An examination of the uterus was performed to check for any macroscopic abnormalities. Regarding histopathological evaluation, the horn was dissected from each rat at the middle third, fixed in 10% formalin for 24 h, processed, and embedded in paraffin wax. Serial sections were prepared and stained with hematoxylin and eosin. The evaluation was conducted in a blind fashion using light microscopy.

Grading of histopathological changes was based on the following findings: glandular irregularity and crowdedness, epithelial lining hypertrophy and stratification, focal atypical cellular changes (loss of polarity, anisonucleosis, and prominent nucleoli), and stromal leukocytic infiltrate. The severity of the changes was graded semiquantitatively depending on the degree of the microscopic abnormalities as follow: ‘0’ for no changes, ‘+’ for mild changes, ‘++’ for moderate changes, and ‘+++’ for severe changes.

4.6. Immunohistochemistry

Paraffin-embedded sections on positively charged slides were used for staining. Briefly, uterine sections were deparaffinized in xylene and rehydrated in a graded alcohol series. Endogenous peroxidase was blocked with 0.3% hydrogen peroxide for 30 min to inactivate endogenous peroxides.

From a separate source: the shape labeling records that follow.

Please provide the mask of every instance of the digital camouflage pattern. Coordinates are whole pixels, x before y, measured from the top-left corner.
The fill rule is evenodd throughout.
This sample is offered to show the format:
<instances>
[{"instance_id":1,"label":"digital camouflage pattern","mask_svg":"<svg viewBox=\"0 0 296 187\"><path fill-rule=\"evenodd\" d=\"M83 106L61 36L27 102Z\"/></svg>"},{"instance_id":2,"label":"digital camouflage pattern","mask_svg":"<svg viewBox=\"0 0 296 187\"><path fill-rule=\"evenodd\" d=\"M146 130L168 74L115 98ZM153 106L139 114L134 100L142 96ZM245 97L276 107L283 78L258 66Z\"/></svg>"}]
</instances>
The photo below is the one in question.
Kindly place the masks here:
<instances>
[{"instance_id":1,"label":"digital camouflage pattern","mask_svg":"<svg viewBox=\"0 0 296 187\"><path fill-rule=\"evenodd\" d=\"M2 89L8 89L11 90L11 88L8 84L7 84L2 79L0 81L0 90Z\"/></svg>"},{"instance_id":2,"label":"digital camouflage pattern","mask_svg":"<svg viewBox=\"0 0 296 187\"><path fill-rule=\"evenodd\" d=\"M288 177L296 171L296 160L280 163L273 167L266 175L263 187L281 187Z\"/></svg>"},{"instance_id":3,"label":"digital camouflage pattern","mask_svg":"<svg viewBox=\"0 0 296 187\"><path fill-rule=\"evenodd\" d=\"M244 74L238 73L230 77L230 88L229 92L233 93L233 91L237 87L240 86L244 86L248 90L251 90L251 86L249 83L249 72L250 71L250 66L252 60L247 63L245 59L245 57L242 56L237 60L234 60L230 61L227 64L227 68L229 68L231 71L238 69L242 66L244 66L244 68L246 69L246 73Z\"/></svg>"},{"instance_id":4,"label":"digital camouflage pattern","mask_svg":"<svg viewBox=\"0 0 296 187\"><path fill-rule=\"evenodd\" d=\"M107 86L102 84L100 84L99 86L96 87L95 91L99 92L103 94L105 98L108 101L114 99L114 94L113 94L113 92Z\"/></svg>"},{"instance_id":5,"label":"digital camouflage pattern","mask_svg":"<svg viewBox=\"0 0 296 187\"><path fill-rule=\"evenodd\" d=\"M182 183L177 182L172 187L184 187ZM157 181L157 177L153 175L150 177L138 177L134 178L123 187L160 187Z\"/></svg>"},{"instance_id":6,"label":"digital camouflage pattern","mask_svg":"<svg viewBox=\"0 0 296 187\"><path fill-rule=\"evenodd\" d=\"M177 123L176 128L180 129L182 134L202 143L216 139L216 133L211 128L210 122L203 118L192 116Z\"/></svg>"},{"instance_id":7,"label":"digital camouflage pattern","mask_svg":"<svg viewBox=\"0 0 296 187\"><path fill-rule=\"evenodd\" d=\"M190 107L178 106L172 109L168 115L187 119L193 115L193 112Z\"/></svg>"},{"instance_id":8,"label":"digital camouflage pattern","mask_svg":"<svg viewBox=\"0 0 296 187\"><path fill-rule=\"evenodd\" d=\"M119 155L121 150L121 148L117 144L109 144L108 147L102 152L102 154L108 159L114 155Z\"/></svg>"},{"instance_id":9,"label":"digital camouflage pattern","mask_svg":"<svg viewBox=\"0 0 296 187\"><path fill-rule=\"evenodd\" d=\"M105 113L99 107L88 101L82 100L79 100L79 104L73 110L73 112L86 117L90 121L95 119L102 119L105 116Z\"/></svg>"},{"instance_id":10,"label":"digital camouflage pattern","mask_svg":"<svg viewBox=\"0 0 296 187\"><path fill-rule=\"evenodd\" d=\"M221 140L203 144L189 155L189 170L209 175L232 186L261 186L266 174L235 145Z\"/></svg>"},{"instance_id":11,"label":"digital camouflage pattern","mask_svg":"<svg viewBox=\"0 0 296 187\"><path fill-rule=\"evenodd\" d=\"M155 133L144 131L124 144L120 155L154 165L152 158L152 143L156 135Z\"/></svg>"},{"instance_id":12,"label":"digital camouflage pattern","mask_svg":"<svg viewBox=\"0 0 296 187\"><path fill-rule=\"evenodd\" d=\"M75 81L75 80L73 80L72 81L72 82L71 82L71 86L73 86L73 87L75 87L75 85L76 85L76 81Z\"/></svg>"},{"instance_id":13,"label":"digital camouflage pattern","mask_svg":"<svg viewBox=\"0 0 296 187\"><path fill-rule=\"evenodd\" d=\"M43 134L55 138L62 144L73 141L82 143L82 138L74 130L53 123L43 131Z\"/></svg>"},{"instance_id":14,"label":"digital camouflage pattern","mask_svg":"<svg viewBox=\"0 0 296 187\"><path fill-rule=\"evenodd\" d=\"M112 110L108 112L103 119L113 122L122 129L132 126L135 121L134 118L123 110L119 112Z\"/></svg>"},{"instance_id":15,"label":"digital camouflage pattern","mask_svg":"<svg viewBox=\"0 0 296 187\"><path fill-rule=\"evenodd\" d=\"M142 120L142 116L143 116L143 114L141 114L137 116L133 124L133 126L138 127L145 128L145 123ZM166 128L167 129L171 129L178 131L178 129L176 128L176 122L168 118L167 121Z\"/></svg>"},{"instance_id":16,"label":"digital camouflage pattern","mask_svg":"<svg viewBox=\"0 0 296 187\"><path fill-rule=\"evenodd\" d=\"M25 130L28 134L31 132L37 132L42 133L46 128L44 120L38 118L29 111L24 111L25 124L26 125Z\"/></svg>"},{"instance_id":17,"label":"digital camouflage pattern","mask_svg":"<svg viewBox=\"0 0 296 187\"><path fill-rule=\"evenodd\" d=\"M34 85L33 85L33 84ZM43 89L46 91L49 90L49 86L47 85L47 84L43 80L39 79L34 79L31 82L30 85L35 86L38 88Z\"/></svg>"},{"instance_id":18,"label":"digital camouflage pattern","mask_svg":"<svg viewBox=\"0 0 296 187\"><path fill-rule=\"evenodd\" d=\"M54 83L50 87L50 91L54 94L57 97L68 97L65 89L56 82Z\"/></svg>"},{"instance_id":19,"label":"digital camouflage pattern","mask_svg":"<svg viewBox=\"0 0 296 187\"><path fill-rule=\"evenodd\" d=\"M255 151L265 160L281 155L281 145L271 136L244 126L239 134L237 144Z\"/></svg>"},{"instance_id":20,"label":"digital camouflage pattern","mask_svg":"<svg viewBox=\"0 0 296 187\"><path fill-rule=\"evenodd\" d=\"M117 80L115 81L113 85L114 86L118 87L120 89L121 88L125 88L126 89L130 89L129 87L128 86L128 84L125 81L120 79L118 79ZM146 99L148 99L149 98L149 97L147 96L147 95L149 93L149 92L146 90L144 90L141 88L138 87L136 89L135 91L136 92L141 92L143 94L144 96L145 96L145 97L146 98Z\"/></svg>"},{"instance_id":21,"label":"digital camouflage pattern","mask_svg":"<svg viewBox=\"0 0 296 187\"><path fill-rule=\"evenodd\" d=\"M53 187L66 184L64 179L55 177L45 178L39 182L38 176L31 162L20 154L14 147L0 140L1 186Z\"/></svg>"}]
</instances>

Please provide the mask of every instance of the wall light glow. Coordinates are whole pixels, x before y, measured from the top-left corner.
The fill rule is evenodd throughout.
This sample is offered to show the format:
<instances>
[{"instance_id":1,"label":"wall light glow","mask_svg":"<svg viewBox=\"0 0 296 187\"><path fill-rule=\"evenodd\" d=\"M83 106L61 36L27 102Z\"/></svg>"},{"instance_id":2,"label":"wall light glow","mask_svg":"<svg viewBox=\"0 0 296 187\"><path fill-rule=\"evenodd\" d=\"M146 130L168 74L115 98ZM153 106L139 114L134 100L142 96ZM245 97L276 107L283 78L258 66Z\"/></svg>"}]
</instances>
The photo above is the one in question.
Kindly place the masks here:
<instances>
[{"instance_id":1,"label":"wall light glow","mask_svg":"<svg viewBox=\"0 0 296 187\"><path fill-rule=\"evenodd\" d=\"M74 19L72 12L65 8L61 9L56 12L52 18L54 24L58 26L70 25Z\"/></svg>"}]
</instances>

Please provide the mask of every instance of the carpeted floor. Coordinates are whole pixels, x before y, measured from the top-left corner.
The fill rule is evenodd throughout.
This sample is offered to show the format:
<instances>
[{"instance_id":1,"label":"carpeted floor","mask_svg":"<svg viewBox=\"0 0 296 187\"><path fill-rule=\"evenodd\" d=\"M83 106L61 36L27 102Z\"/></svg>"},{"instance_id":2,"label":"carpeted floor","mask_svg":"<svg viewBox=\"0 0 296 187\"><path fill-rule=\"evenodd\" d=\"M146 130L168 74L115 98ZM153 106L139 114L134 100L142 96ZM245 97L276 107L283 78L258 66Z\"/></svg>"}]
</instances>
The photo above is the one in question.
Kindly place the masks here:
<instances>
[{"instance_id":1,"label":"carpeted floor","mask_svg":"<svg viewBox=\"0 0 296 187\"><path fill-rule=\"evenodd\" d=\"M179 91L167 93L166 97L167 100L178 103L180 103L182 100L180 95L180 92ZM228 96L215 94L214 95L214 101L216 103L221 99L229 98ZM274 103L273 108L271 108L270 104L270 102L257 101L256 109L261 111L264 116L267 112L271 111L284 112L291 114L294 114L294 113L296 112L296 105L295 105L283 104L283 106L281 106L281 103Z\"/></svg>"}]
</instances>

Antigen retrieval was conducted by microwaving in sodium citrate buffer (pH 6.0). The sections were incubated with diluted primary antibodies TNFα (1:100, overnight), survivin (1:50, for 1 h), and cleaved caspase 3 (1:10, overnight). The sections were washed and then treated with biotinylated secondary antibody for 30 min at room temperature. Visualization was performed using 3,3′-diaminobenzidine chromogen, and Mayer’s hematoxylin was used for counterstaining. To evaluate the cytoplasmic TNFα expression, the percentage of positive cells was graded as follow: 0, no stained cells; 1, ≤25% stained cells; 2, >25% and ≤50% stained cells; 3, >50% and ≤75% stained cells; 4, >75% stained cells [56]. Cytoplasmic survivin and cleaved caspase 3 expression was evaluated as the percentage of positively stained cells and was considered positive when ≥10% of the cells showed cytoplasmic expression [57].

4.7. Real-Time PCR

Total RNA was extracted from homogenized uterine specimens using RiboZol RNA extraction reagent (AMRESCO, Solon, OH, USA) following the manufacturer’s instructions. cDNAs were synthesized using RevertAid™ First Strand cDNA Synthesis kit (Thermo Fisher Scientific). Real-time PCR was performed using Maxima SYBR Green qPCR Master Mix (Thermo Fisher Scientific) with specific primers in the Real-Time PCR Detection System (Kapa Biosystems, Wilmington, MA, USA). The sets of primers used were as follows: IL10 forward primer, 5′-AAAGCAAGGCAGTGGAGCAG-3′ and reverse primer, 5′-TCAAACTCATTCATGGCCTTGT-3′ [58] and glyceraldehyde-3-phosphate dehydrogenase (GAPDH) forward primer, 5′-GTCGGTGTGAACGGATTTG-3′ and reverse primer 5′-CTTGCCGTGGGTAGAGTCAT-3′ [59]. The SYBR green data were analyzed with a relative quantification to GAPDH as a reference gene. Fold changes of IL10 mRNA levels were calculated using the comparative cycle threshold method [60]. The fold change in gene expression was scaled relative to the control, where control samples were set at a value of 1.

4.8. ELISA

The inflammatory cytokine TNFα and the type II nuclear receptor PPARγ were determined in the uterine homogenate using TNFα and PPARγ ELISA kits according to the manufacturer’s instructions.

4.9. Statistical Analysis

Data were analyzed by one-way ANOVA followed by Dunnett Multiple Comparison Test. The values were represented as means ± SEM. Statistical analysis was conducted using GraphPad Prism software version 5 (San Diego, CA, USA). The differences were considered significant when the calculated p value was less than 0.05.